Rigidity and flexibility in $p$-adic symplectic geometry

TL;DR

This paper explores the properties of $p$-adic symplectic geometry, revealing both flexibility in embeddings unlike the real case and certain rigidity results, along with the introduction of equivariant symplectic capacities.

Contribution

It demonstrates the failure of Gromov's non-squeezing theorem in the $p$-adic setting, establishes some rigidity results, and introduces equivariant $p$-adic symplectic capacities.

Findings

$p$-adic space is symplectomorphic to $p$-adic cylinders of any radius

$p$-adic affine Gromov's non-squeezing still holds

Equivariant embeddings satisfy non-squeezing, leading to new capacities

Abstract

Let $n\ge 2$ be an integer and let $p$ be a prime number.
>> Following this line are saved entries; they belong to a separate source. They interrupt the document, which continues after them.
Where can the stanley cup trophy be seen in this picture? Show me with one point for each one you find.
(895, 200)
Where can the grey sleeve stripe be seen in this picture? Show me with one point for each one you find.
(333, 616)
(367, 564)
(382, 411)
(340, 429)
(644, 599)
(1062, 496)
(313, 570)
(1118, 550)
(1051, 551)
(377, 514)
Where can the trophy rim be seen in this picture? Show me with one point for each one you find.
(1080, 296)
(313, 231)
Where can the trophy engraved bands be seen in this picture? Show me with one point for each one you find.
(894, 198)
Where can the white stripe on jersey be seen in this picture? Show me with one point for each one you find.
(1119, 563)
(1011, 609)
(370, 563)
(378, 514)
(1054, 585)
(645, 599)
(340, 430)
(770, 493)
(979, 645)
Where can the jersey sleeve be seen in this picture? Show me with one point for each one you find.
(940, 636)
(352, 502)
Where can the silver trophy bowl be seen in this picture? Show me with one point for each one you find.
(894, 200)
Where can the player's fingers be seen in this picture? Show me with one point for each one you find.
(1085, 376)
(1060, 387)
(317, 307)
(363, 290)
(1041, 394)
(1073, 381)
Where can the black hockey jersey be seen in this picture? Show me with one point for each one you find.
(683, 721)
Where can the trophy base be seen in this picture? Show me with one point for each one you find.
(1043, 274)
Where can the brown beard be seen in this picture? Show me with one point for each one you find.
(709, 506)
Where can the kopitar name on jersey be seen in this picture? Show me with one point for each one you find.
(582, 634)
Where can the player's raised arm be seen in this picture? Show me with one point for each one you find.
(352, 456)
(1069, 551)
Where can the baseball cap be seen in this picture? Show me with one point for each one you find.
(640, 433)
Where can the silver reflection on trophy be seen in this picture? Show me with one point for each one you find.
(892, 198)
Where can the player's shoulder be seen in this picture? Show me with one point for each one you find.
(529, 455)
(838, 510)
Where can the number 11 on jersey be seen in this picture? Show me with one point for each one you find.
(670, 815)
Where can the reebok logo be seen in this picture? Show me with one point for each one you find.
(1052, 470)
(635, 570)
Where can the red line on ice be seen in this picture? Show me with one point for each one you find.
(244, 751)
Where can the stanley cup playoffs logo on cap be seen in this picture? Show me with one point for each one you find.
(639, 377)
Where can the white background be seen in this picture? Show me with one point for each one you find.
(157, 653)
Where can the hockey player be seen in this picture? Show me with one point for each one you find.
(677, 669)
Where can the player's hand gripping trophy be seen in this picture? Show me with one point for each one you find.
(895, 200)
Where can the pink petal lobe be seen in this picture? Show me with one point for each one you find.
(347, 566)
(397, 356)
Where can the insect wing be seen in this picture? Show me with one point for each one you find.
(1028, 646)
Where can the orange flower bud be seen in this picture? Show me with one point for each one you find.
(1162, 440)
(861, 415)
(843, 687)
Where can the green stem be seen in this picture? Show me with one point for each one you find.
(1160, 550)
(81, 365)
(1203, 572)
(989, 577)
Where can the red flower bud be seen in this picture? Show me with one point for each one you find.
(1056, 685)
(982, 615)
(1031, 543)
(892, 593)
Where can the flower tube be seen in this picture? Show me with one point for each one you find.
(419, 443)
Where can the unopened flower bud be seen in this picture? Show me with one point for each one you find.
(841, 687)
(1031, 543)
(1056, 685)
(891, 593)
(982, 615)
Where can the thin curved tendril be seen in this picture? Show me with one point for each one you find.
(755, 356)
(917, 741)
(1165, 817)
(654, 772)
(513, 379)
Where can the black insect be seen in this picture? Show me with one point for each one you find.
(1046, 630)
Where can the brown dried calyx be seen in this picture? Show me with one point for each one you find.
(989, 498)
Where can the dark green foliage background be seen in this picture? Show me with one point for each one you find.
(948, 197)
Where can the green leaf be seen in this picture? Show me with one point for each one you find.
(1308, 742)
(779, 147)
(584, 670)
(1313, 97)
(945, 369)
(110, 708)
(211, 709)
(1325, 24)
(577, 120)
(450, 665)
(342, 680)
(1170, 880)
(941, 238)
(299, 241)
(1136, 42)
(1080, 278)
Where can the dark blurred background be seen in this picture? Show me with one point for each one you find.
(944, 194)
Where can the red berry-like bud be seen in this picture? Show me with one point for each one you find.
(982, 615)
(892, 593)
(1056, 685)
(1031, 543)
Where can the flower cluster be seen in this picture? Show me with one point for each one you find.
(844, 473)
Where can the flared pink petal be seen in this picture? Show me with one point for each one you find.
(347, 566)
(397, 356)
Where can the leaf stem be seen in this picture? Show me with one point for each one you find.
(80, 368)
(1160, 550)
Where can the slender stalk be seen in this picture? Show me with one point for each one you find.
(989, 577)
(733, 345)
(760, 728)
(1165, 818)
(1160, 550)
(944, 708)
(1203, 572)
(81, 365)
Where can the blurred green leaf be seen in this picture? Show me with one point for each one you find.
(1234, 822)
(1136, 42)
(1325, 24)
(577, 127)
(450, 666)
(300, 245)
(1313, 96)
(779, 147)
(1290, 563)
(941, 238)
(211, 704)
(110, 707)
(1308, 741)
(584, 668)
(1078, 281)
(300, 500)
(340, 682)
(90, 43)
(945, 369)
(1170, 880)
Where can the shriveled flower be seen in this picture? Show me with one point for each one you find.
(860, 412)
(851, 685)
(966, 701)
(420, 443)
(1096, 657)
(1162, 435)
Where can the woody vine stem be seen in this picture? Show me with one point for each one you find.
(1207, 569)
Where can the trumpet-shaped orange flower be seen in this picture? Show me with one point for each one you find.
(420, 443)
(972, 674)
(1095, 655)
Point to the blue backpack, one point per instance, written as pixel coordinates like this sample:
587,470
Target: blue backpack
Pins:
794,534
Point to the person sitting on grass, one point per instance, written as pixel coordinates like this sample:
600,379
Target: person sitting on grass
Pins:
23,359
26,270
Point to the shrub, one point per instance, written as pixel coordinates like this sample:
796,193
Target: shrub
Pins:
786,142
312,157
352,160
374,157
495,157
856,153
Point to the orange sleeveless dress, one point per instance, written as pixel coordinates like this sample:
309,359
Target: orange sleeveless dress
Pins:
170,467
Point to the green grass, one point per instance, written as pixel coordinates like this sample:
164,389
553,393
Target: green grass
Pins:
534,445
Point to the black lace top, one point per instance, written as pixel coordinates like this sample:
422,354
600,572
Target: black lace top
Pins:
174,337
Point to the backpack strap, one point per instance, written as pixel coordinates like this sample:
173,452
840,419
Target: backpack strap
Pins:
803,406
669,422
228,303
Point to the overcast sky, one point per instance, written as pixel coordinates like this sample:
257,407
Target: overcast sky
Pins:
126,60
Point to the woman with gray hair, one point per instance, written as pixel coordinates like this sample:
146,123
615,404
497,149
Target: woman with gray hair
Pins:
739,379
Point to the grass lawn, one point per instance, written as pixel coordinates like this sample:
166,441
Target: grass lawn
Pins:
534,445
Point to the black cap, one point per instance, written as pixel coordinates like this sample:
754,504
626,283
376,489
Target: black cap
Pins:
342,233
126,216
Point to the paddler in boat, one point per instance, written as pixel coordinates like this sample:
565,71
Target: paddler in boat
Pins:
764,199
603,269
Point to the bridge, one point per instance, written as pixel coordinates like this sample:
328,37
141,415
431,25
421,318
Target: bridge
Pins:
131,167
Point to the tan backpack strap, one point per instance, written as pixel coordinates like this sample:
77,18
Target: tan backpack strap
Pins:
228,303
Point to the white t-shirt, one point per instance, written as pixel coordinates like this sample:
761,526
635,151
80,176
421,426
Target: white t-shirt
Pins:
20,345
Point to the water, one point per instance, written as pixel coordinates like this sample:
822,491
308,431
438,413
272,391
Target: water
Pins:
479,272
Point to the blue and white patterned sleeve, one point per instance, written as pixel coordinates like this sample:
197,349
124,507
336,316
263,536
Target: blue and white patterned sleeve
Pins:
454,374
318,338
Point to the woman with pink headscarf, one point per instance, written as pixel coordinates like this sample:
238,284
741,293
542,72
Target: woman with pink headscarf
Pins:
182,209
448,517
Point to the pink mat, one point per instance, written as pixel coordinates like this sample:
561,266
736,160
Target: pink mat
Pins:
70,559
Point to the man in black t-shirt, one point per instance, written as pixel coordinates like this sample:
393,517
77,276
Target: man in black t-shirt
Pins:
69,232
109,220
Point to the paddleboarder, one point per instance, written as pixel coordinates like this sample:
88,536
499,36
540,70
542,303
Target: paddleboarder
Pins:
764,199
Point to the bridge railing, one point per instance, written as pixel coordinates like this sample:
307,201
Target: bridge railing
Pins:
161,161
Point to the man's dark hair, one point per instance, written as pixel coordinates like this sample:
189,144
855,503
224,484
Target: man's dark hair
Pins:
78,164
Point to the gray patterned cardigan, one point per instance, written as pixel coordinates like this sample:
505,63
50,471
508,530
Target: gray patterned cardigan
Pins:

We prove that the analog of Gromov's non-squeezing theorem does not hold for $p$-adic embeddings: for any $p$-adic absolute value $R$, the entire $p$-adic space $(\mathbb{Q}_p)^{2n}$ is symplectomorphic to the $p$-adic cylinder $\mathrm{Z}_p^{2n}(R)$ of radius $R$, showing a degree of flexibility which stands in contrast with the real case. However, some rigidity remains: we prove that the $p$-adic affine analog of Gromov's result still holds. We will also show that in the non-linear situation, if the $p$-adic embeddings are equivariant with respect to a torus action, then non-squeezing holds, which generalizes a recent result by Figalli, Palmer and the second author. This allows us to introduce equivariant $p$-adic analytic symplectic capacities, of which the $p$-adic equivariant Gromov width is an example.